A Potent and Orally Efficacious, Hydroxyethylamine-Based Inhibitor of β-Secretase

Matthew R Kaller; Scott S Harried; Brian Albrecht; Patricia Amarante; Safura Babu-Khan; Michael D Bartberger; James Brown; Ryan Brown; Kui Chen; Yuan Cheng; Martin Citron; Michael D Croghan; Russell Graceffa; Dean Hickman; Ted Judd; Chuck Kriemen; Daniel La; Vivian Li; Patricia Lopez; Yi Luo; Craig Masse; Holger Monenschein; Thomas Nguyen; Lewis D Pennington; Tisha San Miguel; E Allen Sickmier; Robert C Wahl; Matthew M Weiss; Paul H Wen; Toni Williamson; Stephen Wood; May Xue; Bryant Yang; Jianhua Zhang; Vinod Patel; Wenge Zhong; Stephen Hitchcock

doi:10.1021/ml3000148

A Potent and Orally Efficacious, Hydroxyethylamine-Based Inhibitor of β-Secretase

ACS Med Chem Lett. 2012 Mar 29;3(11):886-91. doi: 10.1021/ml3000148. eCollection 2012 Nov 8.

Authors

Matthew R Kaller¹, Scott S Harried¹, Brian Albrecht², Patricia Amarante¹, Safura Babu-Khan¹, Michael D Bartberger¹, James Brown¹, Ryan Brown², Kui Chen¹, Yuan Cheng¹, Martin Citron¹, Michael D Croghan¹, Russell Graceffa², Dean Hickman¹, Ted Judd¹, Chuck Kriemen², Daniel La², Vivian Li¹, Patricia Lopez¹, Yi Luo¹, Craig Masse², Holger Monenschein¹, Thomas Nguyen¹, Lewis D Pennington¹, Tisha San Miguel¹, E Allen Sickmier¹, Robert C Wahl¹, Matthew M Weiss², Paul H Wen¹, Toni Williamson¹, Stephen Wood¹, May Xue¹, Bryant Yang¹, Jianhua Zhang¹, Vinod Patel², Wenge Zhong¹, Stephen Hitchcock¹

Affiliations

¹ Chemistry Research and Discovery, Department of Molecular Structure, Department of Neuroscience, Department of HTS and Molecular Pharmacology, and Department of Pharmacokinetics and Drug Metabolism, Amgen Inc. , One Amgen Center Drive, Thousand Oaks, California 91320, United States.
² Chemistry Research and Discovery, Amgen Inc. , One Kendall Square Building 1000, Cambridge, Massachusetts 02139, United States.

Abstract

β-Secretase inhibitors are potentially disease-modifying treatments for Alzheimer's disease.

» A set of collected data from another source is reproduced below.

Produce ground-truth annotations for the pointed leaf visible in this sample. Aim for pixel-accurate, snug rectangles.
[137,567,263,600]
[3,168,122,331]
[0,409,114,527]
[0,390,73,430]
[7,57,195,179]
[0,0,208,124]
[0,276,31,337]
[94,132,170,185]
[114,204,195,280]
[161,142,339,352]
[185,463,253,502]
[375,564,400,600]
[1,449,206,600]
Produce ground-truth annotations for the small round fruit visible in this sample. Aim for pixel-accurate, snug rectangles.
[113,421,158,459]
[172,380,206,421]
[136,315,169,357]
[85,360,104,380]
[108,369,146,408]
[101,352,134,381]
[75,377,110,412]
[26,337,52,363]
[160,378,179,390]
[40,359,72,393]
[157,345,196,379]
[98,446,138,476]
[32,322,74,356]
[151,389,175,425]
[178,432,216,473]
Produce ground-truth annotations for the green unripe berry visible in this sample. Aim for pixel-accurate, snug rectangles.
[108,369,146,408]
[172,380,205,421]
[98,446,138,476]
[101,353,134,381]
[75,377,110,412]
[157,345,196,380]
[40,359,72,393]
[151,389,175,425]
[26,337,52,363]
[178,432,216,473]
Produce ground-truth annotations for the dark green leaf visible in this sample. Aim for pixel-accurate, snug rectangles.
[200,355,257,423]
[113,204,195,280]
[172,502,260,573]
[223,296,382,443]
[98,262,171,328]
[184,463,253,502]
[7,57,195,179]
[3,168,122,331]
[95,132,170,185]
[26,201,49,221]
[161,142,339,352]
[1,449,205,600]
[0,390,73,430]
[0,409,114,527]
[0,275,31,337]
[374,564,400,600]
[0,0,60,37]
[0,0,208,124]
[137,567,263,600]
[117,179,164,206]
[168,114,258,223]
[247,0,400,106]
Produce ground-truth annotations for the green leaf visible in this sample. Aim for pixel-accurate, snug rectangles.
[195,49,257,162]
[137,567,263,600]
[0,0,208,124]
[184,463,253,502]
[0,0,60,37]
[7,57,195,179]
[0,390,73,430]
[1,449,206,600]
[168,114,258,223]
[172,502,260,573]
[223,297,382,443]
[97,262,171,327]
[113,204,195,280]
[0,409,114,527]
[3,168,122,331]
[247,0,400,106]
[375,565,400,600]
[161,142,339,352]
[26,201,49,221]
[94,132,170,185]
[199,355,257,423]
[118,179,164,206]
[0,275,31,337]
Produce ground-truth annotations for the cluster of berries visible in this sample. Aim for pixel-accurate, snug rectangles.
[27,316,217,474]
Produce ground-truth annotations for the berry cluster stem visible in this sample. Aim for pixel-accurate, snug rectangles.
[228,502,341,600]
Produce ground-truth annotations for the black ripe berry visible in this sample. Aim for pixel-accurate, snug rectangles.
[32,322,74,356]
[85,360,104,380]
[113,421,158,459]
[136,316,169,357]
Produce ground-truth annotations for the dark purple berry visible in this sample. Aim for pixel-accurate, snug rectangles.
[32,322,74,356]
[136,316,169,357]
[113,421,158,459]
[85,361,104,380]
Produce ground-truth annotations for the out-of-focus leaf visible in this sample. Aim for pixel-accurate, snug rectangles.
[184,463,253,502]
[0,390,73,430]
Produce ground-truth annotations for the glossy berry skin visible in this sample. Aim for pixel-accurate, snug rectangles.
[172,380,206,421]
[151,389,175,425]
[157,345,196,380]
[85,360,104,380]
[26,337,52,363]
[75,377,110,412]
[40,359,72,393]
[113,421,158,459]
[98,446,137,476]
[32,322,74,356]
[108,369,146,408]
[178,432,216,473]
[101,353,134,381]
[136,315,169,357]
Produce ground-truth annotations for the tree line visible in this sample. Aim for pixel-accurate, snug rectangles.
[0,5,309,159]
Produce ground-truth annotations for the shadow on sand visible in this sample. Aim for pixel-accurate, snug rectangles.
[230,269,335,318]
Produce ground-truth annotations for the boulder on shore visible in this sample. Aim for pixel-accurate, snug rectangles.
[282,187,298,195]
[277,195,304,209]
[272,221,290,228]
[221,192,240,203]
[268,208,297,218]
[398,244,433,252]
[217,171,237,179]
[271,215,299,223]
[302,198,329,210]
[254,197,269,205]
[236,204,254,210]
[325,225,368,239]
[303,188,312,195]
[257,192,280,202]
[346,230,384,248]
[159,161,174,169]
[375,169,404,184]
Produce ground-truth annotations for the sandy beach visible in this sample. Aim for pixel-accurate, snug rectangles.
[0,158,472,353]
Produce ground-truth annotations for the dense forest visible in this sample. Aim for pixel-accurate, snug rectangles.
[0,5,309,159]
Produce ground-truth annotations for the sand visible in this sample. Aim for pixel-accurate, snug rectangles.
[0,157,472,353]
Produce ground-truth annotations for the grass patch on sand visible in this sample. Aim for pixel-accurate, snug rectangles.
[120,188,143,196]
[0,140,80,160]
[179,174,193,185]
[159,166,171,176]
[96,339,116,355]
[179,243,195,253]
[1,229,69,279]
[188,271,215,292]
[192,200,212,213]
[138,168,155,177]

Previous efforts in our laboratory have resulted in hydroxyethylamine-derived inhibitors such as 1 with low nanomolar potency against β-site amyloid precursor protein cleaving enzyme (BACE). When dosed intravenously, compound 1 was also shown to significantly reduce Aβ40 levels in plasma, brain, and cerebral spinal fluid. Herein, we report further optimizations that led to the discovery of inhibitor 16 as a novel, potent, and orally efficacious BACE inhibitor.

Keywords: Alzheimer's disease (AD); hydroxyethylamine (HEA) isostere; β-site amyloid precursor protein cleaving enzyme (BACE).